Ceconomy beheaded: after CEO, CFO also quits

Ceconomy, the holding owning electronics chains MediaMarkt and Saturn, has had a bad year: after CEO Pieter Haas' departure in mid-October, now financial director Mark Frese also quits.

 

Turnover and profit went down

The results Ceconomy announced on Wednesday are not exactly favourable: the company's total turnover decreased by 0.9 % to 21.4 billion euros in the past financial year. Turnover from online commerce did rise by 13 % and now represents 12.1 % of the total turnover. The largest portion of the turnover comes from the 432 German stores: together, they bring in 10.34 billion euros. The Netherlands has 49 outlets and brought in 1.581 billion euros (down from 1.59 billion in the year before), the 28 Belgian stores saw their turnover grow from 686 to 701 million euros.

 

The gross company result (EBITDA) decreased by 63 million euros to 650 million (including 21 million profit contribution from Fnac Darty).
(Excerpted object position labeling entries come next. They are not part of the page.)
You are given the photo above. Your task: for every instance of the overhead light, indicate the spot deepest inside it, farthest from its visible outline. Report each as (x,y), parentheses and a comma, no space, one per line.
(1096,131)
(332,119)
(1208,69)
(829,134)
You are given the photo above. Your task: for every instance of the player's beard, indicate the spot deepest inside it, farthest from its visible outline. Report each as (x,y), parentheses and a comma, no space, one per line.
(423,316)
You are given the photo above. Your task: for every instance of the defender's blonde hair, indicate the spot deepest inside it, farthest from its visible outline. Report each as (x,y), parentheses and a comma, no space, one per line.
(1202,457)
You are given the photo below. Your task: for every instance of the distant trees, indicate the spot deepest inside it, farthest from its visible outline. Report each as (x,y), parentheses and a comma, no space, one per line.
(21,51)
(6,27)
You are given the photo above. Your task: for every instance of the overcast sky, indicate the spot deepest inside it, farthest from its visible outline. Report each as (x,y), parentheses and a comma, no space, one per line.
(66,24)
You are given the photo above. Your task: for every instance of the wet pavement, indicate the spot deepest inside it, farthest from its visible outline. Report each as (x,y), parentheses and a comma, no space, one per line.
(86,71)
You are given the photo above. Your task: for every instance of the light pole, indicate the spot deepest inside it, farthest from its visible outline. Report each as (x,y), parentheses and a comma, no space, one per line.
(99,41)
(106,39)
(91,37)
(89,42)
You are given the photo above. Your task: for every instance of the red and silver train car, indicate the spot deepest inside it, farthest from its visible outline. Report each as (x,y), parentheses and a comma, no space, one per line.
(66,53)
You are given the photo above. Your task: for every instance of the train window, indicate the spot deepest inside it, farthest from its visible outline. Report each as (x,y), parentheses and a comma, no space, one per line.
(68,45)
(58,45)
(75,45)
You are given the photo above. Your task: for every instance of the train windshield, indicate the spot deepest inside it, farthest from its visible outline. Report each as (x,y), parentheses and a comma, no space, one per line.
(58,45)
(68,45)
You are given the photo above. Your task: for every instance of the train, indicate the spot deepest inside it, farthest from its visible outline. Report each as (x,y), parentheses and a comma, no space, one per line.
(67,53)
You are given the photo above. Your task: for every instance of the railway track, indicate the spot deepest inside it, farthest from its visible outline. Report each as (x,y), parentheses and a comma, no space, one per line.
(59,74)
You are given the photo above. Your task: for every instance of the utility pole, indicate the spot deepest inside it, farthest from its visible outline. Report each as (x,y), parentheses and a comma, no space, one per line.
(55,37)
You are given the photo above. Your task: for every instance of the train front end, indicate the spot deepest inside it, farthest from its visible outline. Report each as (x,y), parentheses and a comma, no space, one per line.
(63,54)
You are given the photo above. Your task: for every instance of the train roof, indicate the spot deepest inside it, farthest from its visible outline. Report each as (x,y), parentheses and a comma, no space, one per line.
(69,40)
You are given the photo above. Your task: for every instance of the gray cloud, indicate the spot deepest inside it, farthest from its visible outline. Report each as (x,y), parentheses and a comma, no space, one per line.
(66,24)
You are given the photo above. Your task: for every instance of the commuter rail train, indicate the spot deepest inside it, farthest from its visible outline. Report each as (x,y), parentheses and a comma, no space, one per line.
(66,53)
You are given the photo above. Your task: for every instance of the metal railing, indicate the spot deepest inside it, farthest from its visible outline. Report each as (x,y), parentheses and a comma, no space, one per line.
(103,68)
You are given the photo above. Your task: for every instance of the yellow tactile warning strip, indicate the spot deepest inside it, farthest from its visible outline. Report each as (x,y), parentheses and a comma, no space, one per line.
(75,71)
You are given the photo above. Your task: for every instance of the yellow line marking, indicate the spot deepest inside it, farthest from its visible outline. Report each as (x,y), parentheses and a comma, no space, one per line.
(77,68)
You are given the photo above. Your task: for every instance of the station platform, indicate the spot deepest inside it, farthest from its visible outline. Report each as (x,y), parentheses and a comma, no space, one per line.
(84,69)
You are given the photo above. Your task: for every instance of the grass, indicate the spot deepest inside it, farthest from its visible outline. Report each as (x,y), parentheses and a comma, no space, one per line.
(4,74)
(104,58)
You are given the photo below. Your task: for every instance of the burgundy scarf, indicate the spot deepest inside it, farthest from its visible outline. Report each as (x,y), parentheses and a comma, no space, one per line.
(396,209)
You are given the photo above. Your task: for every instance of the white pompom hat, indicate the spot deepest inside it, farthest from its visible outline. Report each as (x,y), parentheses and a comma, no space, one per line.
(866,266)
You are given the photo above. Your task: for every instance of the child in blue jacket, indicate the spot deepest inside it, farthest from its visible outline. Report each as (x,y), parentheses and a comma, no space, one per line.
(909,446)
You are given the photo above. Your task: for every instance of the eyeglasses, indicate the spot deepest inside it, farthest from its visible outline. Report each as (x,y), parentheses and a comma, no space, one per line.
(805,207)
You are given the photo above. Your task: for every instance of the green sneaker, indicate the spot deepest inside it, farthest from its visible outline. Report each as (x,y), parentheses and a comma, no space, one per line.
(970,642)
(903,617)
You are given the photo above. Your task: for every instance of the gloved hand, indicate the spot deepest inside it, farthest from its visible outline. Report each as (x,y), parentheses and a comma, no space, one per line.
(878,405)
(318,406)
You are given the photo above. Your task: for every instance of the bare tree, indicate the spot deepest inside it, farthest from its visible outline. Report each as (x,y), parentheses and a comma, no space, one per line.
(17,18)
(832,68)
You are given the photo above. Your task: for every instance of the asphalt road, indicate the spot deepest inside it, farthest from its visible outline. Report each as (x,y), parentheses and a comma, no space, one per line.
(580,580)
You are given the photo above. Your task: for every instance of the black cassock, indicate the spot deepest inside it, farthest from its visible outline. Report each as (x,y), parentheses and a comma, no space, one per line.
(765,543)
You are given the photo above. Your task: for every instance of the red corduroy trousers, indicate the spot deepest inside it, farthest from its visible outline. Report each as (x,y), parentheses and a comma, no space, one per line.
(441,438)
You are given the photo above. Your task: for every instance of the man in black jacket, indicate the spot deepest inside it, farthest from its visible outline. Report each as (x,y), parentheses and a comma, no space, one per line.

The margin on the company result – a yardstick for profitability – comes down to a paltry 1.9 %.

 

Exit CFO Mark Frese

Even though Ceconomy had already issued two profit warnings earlier this year, its shares plummeted by another 14 % after the release of the latest results. This year alone, about 80 % of the total stock value went up in smoke. The collapsed stock price is bad news, because scaling-up is necessary to remain competitive with the ever growing number of online players, but that implies acquisitions and those require money - which is sorely lacking.

 

The downward spiral led to the departure of Dutchman Pieter Haas, CEO of Ceconomy since 2014. His tasks were temporarily handed over to CFO Mark Frese, but the German is now also calling it quits. While waiting for a new CEO and CFO, manager Bernhard Düttman is temporarily taking over operational leadership.

 

Observers see the hand of the wealthy German Haniel family in Frese's departure. The Haniels hold 22.7% of Ceconomy's shares, making them the largest shareholder. The family-owned investment company announced last Tuesday that their current CEO Stephan Gemkow will be leaving next summer, even though the 58 year-old executive's mandate was for at least another three years. He will be replaced by 47 year-old Thomas Schmidt, a family confidant.